Multi-silicon is the new multi-cloud, and it has a portability tax. If you ever run your own inference — fine-tuned open weights on rented capacity — the chip is now part of the lock-in. Code tuned for CUDA doesn’t run free on a TPU or a Trainium pod; kernels, quantization, and serving stacks differ. Anthropic’s three-silicon hedge is the enterprise template, and it isn’t free: portability across accelerators costs real engineering, the same way model portability does. Budget for it before you need it, not after your one vendor raises prices.
And don’t confuse a chip announcement with a chip. The thing that matters — cheaper tokens in your bill — shows up when the silicon ships at volume and the savings get competed down, not when the press release runs. That’s a 2027 story at the earliest. The announcement is June 2026. Mind the gap.

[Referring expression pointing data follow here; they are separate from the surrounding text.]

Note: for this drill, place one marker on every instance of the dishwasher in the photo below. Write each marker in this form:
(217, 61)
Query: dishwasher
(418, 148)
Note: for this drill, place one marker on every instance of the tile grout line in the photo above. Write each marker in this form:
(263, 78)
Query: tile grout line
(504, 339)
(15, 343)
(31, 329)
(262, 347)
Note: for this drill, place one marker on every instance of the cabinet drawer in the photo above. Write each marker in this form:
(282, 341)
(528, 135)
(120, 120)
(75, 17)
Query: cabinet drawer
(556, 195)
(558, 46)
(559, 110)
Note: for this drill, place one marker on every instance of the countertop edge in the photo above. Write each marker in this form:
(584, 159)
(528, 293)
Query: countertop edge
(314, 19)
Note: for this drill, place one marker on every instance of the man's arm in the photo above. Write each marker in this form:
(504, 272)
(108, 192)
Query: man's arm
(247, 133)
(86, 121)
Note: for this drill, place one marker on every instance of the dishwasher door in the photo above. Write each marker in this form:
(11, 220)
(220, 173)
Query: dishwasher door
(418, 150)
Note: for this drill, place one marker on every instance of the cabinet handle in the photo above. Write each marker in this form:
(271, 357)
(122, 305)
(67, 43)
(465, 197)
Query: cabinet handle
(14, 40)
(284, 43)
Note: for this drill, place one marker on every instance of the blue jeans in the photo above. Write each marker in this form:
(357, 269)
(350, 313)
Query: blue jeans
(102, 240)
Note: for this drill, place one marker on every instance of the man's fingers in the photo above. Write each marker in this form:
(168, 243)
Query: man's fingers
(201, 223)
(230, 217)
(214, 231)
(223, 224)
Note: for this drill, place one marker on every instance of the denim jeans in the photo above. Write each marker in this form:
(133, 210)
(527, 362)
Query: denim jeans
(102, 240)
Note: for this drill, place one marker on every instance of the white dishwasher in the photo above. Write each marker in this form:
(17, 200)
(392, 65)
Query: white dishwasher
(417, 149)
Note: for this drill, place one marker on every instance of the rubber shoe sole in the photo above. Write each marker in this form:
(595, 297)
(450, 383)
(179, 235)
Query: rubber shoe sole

The deeper pattern is the one this column keeps returning to. The AI business is integrating downward — model to harness to rail to chip — because every layer that someone else owns is a margin someone else collects. Two weeks ago the government decided it wanted a say in who gets the model. This week the labs decided they want the chip the model runs on. The frontier is being walled at the top and owned at the bottom, and the open middle — open weights, portable harnesses, rented silicon — is where whatever competition survives will have to live.

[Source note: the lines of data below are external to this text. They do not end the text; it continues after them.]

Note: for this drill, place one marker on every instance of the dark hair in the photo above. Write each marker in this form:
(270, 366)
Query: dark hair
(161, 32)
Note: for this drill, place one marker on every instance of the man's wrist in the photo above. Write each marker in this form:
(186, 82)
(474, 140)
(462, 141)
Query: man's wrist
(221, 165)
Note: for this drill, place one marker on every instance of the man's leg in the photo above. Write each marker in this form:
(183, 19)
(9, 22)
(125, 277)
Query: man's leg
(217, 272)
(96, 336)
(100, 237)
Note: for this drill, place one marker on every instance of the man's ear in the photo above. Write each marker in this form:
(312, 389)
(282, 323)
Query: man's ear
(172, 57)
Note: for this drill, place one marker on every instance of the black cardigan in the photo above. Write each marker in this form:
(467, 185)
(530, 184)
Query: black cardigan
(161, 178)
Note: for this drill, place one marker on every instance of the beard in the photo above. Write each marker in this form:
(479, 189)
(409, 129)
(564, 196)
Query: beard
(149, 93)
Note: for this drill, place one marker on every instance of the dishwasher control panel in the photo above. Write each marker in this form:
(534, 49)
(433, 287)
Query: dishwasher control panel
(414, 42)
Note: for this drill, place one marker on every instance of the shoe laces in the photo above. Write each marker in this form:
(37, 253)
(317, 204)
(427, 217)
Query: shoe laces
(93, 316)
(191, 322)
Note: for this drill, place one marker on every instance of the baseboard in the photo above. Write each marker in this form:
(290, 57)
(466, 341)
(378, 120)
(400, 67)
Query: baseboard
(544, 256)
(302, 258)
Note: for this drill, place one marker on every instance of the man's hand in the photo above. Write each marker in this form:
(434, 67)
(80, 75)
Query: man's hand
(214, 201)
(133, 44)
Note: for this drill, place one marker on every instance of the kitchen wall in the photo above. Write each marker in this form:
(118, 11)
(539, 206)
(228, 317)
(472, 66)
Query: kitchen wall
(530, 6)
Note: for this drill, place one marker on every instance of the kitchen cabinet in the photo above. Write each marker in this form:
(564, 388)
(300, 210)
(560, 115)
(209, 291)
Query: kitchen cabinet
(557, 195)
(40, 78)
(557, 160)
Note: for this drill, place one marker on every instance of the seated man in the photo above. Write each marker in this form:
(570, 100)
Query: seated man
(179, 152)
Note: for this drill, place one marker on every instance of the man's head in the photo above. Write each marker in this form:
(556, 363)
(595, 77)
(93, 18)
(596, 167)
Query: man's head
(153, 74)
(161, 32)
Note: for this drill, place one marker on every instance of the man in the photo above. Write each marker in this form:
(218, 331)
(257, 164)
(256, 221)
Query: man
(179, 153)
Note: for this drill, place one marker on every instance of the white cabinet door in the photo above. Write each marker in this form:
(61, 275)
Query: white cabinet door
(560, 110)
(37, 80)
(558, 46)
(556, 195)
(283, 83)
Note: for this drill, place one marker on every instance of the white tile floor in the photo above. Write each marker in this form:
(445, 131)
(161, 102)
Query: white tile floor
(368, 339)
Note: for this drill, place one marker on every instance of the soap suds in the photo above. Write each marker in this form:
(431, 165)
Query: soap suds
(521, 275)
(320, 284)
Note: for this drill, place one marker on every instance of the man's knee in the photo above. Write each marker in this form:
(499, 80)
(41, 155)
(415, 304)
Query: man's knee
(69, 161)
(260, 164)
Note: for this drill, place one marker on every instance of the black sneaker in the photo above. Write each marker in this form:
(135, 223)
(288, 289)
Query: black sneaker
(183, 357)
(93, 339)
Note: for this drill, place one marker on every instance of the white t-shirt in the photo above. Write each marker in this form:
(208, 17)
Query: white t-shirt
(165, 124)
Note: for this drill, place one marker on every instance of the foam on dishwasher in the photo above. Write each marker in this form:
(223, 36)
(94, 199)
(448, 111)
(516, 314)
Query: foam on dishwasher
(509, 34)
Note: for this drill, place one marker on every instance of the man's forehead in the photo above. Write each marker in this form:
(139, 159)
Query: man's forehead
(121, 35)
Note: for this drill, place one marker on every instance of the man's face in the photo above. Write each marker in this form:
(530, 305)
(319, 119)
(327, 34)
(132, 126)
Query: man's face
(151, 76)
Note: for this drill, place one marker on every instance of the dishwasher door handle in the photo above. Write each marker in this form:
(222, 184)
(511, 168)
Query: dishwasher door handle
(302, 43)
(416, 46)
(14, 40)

What would change my mind: if a non-hyperscaler — a lab or startup without a billion-user workload and its own compiler team — fields a custom inference chip that wins on independent benchmarks and meaningfully displaces Nvidia in production, then this isn’t a giants-only margin play and the moat I’ve described (volume + software + networking) is weaker than I think. And if the transformer-shaped workload these chips freeze into silicon gets displaced by a fundamentally different architecture within two years, the whole bet ages badly, the GPU’s flexibility turns out to have been worth the 70% after all, and the labs that rented three silicons will have been the smart ones.